Within a short period of time, the reduced benefits hurt the economy and consumption, and if the government continues to monitor its spending, this policy change isn’t a step back from diversification, Sfakianakis said. “The impact from the latest decision should be net positive for the economy over time,” he said. “It is a confidence booster for consumption and overall efforts they are trying to achieve.”

The International Monetary Fund expects economic growth to slow to 0.4 percent this year from 1.4 percent in 2016. The Tadawul Consumer Services Index has dropped 15 percent this year, compared with a 4 percent-decline in the benchmark gauge.


Many citizens have groused privately and on social media about their reduced incomes and higher prices for gasoline, water and electricity since subsidies were cut in late 2015. A slew of complaints last week on Twitter included a cartoon shared by Turki Al Shalhoub, a writer with more than 70,000 followers on Twitter, that showed citizens being crushed under taxes. He referred to Mohammed bin Salman’s Vision 2030 plan as “the vision of poverty.”

Some even called for protests, under the Twitter hashtag “mobilize on April 21.” Declared goals were stopping the sale of Aramco shares, solving unemployment and restoring pared-back employee allowances to former levels. Dozens of police cars lined the road this weekend outside one designated -- but empty -- protest site in Riyadh in an unusual show of strength.

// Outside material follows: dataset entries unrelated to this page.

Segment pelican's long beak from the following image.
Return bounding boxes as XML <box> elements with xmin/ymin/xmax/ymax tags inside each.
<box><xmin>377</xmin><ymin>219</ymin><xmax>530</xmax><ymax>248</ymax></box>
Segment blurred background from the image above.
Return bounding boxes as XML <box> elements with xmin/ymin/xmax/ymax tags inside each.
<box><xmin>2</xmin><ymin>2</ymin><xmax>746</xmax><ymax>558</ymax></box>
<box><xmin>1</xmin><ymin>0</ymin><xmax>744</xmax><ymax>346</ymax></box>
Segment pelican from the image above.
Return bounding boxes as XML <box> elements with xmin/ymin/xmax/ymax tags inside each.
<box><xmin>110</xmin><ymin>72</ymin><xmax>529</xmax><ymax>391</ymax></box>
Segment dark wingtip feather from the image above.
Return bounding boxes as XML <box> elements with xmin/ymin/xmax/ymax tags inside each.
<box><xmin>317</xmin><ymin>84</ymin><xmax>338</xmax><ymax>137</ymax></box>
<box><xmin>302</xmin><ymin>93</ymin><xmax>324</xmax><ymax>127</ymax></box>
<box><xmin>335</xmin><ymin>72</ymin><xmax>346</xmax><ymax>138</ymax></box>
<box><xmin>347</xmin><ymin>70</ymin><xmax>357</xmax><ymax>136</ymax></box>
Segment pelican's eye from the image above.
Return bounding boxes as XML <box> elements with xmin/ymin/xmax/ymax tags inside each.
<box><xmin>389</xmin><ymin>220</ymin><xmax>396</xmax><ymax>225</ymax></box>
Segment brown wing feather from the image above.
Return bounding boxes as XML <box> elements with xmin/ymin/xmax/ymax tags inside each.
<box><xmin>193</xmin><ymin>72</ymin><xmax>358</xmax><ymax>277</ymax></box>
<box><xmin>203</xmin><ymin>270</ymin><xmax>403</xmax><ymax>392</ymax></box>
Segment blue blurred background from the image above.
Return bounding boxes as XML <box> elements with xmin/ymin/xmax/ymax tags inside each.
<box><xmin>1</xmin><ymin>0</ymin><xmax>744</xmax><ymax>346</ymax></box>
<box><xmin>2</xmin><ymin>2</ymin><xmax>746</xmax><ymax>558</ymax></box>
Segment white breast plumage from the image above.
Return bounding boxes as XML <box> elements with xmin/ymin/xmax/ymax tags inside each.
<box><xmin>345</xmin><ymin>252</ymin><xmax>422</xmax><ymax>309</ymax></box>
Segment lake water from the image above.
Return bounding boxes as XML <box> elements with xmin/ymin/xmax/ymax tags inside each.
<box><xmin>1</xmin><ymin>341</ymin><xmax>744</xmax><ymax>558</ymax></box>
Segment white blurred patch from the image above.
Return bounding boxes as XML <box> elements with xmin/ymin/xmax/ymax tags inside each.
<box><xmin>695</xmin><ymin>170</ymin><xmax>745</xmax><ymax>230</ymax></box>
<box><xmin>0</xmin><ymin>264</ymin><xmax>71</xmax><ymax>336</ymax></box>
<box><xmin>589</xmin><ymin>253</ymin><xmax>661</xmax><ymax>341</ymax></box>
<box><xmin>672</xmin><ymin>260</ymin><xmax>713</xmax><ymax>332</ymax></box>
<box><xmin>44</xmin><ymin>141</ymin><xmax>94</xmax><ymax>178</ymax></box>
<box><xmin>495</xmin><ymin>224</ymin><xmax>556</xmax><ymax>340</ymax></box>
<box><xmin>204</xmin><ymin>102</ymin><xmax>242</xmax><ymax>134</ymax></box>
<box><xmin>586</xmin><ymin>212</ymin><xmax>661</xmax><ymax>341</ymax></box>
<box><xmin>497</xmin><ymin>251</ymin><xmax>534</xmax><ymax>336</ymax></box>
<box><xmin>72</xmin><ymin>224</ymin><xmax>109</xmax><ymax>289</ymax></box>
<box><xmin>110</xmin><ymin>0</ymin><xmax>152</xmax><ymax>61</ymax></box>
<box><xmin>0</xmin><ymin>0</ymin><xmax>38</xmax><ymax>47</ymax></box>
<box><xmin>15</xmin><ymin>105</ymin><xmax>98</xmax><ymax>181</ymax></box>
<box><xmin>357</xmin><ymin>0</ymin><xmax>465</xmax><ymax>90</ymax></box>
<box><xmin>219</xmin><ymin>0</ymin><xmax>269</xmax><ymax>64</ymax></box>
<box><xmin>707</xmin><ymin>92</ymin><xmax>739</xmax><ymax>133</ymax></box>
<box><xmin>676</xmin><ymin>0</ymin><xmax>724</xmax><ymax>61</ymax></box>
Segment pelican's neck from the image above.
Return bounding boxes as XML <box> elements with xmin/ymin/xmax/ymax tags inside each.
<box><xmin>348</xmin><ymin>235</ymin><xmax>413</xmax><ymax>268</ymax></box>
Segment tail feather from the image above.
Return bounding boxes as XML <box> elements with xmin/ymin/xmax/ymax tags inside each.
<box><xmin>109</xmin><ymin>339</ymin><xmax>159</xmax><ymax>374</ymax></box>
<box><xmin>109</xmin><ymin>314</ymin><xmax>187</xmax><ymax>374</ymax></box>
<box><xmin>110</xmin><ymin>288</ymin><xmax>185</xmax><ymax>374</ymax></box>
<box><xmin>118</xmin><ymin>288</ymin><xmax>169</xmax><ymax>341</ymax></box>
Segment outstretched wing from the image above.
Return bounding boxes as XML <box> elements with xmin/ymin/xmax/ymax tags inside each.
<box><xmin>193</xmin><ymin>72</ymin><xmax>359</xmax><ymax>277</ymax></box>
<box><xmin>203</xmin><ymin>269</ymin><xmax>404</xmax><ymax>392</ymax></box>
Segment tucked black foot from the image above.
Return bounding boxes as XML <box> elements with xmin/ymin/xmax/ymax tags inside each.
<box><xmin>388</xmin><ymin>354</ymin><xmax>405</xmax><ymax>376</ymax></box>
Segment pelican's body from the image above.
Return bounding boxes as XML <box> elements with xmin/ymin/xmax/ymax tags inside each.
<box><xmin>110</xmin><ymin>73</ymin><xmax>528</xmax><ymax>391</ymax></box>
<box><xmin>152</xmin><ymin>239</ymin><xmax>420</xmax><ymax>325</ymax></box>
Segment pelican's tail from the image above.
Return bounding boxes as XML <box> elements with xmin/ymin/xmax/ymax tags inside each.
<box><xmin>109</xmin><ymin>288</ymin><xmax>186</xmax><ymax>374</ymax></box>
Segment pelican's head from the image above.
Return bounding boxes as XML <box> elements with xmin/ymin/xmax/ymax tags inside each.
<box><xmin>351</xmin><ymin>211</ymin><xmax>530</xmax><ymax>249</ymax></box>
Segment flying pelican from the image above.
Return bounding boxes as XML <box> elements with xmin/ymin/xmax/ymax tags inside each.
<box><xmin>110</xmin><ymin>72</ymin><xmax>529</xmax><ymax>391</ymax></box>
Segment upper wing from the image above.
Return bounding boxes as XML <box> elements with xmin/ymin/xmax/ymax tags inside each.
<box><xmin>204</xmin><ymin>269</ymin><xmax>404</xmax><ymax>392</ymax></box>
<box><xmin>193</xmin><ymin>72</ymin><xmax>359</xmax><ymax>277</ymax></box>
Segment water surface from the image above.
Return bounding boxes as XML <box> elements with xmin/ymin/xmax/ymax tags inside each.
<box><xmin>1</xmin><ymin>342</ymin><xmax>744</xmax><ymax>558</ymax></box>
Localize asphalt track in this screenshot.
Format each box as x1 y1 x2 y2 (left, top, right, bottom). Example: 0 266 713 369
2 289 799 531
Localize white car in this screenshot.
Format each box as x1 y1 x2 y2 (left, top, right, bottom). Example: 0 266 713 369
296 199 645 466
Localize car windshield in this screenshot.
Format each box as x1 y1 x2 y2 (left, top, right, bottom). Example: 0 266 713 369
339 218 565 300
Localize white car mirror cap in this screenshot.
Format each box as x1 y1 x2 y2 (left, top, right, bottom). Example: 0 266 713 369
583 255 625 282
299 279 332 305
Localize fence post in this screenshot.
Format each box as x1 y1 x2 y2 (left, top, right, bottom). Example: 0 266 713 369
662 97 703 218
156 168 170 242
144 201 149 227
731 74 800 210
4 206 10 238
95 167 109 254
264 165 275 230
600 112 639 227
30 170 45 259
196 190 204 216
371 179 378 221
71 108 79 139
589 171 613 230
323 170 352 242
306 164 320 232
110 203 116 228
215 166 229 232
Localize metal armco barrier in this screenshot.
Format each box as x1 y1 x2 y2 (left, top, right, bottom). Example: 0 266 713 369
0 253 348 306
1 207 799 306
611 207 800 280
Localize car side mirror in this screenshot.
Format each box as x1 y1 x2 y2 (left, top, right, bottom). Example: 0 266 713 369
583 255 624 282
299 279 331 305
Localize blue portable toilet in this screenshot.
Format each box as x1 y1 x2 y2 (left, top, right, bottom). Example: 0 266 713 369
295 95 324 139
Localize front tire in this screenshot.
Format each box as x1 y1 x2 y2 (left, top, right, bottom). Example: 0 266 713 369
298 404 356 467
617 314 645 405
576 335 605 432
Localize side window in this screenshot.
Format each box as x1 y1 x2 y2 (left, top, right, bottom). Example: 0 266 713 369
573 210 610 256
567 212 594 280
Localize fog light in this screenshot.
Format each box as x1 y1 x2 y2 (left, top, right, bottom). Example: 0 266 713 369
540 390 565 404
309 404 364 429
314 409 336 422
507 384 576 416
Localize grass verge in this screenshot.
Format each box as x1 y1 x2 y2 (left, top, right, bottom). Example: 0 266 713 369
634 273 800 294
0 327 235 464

The announcement “comes in the wake of the considerably better-than-anticipated budgetary performance in the first quarter, which is driven by strengthened expenditure management and higher revenue inflows,” Minister of State Alsheikh said. “As a result, the actual deficit for 1Q 2017 is about 50 percent of the projected deficit in the budget due to increases on revenue side and decreases on expense side.”

The first quarter budget deficit was about 26 billion riyals ($6.9 billion), about half of the 50 billion riyals forecast, Finance Minister Mohammed Al-Jadaan said in a statement.

Bonuses

It wasn’t immediately clear whether the decision would affect plans to reduce the budget shortfall by 30 percent to about 200 billion riyals for the entire year. Finance Minister Mohammed Al-Jadaan told Bloomberg on Thursday that the government was on track to meet its target. When the bonuses were cut, the gap was equal to 15 percent of gross domestic product.

In addition to a slowing economy, the desert kingdom is also grappling with a war in Yemen that began in 2015 and is trying to reset ties with the U.S. under President Donald Trump after a frosty relationship with the Obama administration. Under the decrees announced Saturday, Saudi forces serving on the front lines with Yemen will receive a two-month salary bonus.